Zero Trust as a cybersecurity philosophy can become overwhelming to any person or company trying to understand what Zero Trust means to them.  There are so many variations of Zero Trust.  Every vendor claims they are Zero Trust.  How do you make sense of it all?

What is Zero Trust?

Zero Trust is a security framework to determine access control.  All users, regardless of location, must be authenticated, authorized, and continuously validated before granting or keeping access to applications or data.

What is Zero Trust Network Access (ZTNA)?

ZTNA focuses on network access.  VPNs and remote access to applications, data, or services would be example use cases for ZTNA.

What other types of Zero Trust are there?

Forrest Research coined the term Zero Trust.  Their Zero Trust eXtended (ZTX) Ecosystem.  The current ecosystem includes Data, People, Networks, Devices, and Workloads.  Zero Trust should be applied to each pillar of the ZTX ecosystem.

(C) Forrester Research, Inc.


How can Remote.It help with ZTNA best practices?

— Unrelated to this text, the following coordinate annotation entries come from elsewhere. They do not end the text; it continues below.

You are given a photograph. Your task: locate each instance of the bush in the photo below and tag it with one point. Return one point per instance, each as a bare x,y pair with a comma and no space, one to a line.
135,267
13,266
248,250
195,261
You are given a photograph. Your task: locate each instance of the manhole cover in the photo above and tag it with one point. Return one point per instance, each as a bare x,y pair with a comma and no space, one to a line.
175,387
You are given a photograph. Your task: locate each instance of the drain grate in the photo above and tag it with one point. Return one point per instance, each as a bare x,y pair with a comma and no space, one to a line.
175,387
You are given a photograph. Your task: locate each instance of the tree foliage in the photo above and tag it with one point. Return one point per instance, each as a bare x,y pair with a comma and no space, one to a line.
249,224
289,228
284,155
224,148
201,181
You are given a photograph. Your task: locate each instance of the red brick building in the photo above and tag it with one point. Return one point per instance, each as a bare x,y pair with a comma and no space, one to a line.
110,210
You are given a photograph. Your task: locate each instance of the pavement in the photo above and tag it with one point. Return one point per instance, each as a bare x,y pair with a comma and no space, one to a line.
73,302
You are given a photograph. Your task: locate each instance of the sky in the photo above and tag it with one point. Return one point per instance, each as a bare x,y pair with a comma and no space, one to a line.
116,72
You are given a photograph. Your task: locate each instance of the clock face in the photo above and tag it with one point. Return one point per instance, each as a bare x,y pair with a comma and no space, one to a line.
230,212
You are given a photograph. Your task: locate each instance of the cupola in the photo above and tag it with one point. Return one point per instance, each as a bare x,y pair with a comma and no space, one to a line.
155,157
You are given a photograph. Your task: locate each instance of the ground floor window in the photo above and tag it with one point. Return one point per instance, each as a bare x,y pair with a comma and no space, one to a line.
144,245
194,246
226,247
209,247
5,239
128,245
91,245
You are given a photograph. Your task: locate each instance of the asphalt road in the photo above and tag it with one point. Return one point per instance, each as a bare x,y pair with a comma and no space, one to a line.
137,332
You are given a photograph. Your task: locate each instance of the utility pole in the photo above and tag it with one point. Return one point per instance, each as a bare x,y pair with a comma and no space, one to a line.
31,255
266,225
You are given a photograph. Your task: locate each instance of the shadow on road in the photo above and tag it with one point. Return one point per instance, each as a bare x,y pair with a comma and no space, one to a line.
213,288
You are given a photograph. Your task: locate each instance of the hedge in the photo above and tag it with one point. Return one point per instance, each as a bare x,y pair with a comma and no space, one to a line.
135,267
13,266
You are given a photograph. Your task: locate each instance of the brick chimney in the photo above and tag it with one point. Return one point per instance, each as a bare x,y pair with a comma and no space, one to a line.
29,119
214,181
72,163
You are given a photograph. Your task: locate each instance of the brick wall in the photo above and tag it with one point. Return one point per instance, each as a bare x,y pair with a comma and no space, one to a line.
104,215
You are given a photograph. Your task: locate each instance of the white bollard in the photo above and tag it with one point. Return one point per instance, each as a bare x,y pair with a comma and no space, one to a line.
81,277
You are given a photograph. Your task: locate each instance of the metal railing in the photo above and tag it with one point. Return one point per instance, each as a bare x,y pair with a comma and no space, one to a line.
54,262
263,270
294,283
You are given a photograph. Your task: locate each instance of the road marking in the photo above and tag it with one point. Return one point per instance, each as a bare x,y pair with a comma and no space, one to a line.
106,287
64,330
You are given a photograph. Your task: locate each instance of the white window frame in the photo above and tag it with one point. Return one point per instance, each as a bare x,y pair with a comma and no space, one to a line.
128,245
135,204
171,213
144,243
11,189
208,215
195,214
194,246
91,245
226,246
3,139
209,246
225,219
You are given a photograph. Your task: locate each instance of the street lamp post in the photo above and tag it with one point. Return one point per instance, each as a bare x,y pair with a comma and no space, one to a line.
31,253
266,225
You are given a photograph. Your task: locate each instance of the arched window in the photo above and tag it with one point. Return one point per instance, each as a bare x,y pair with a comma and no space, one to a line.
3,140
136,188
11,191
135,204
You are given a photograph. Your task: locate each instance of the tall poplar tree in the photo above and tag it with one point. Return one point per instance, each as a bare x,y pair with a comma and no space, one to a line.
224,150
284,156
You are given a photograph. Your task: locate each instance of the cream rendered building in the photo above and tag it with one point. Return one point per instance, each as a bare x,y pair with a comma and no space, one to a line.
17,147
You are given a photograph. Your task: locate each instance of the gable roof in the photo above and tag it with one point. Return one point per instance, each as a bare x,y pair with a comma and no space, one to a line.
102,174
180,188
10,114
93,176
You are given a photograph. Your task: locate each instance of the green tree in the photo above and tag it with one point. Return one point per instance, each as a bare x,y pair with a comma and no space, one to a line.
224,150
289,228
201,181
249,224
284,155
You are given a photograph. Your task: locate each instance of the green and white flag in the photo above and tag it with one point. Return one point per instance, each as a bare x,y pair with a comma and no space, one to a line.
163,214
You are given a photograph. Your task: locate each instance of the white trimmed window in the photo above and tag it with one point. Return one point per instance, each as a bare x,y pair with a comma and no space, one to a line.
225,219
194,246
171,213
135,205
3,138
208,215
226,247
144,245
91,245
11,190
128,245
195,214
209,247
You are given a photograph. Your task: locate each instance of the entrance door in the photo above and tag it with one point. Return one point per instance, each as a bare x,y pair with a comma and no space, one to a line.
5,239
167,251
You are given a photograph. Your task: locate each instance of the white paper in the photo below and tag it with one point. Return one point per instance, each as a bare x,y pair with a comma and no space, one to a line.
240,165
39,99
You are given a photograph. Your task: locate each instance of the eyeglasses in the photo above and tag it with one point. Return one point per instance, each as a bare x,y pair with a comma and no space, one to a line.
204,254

Remote.It is a fundamental technology that allows users to remotely access devices, services, and data from anywhere.  Organizations can centrally manage users, devices, and services from one management console granting and removing access based on users.  Remote.It eliminates the need for manual network management.  Network management is replaced by software while simultaneously achieving Zero Trust.

While Remote.It integrates with OKTA or other SSO identity providers to ensure advanced multi-factor authentication is in place, Remote.It supports Zero Trust best practices in two significant ways.

  • Least Privileged Access Control
  • Eliminate external attack surface of private resources

Unlike legacy VPN solutions that grant access at a subnet level, Remote.It manages user access and both the device and service level.  A user can be granted HTTP/HTTPS access to SERVER-1 but not be allowed to SSH to SERVER-1.  Traditional VPNs can't segregate connectivity to this granular level.  Traditional VPNs rely on the application itself to manage authentication.

The standard practice for enabling remote access to devices and services where on-premise, in the cloud, or IoT devices are distributed worldwide is to access the service via a public IP address and port.  Routers and other networking technology will forward traffic from the public Internet to the private network addresses via port forwarding and NAT.

Remote.It eliminates the need to put private services on the Internet.  Private services should stay private.  We've conducted many honeypot experiments to show how quickly an exposed service will be scanned if exposed to the public Internet.  With Remote.It, private resources are entirely invisible from external scans. Many of our customers rely on this to meet strict internal security requirements, pass scan/audits for their ISO and SOC2 compliance requirements, and also meet requirements for cyber insurance.

Centralizing network management with Remote.It, allows organizations to improve their Zero Trust security posture with the least privileged access control and eliminates external attack surfaces for private resources.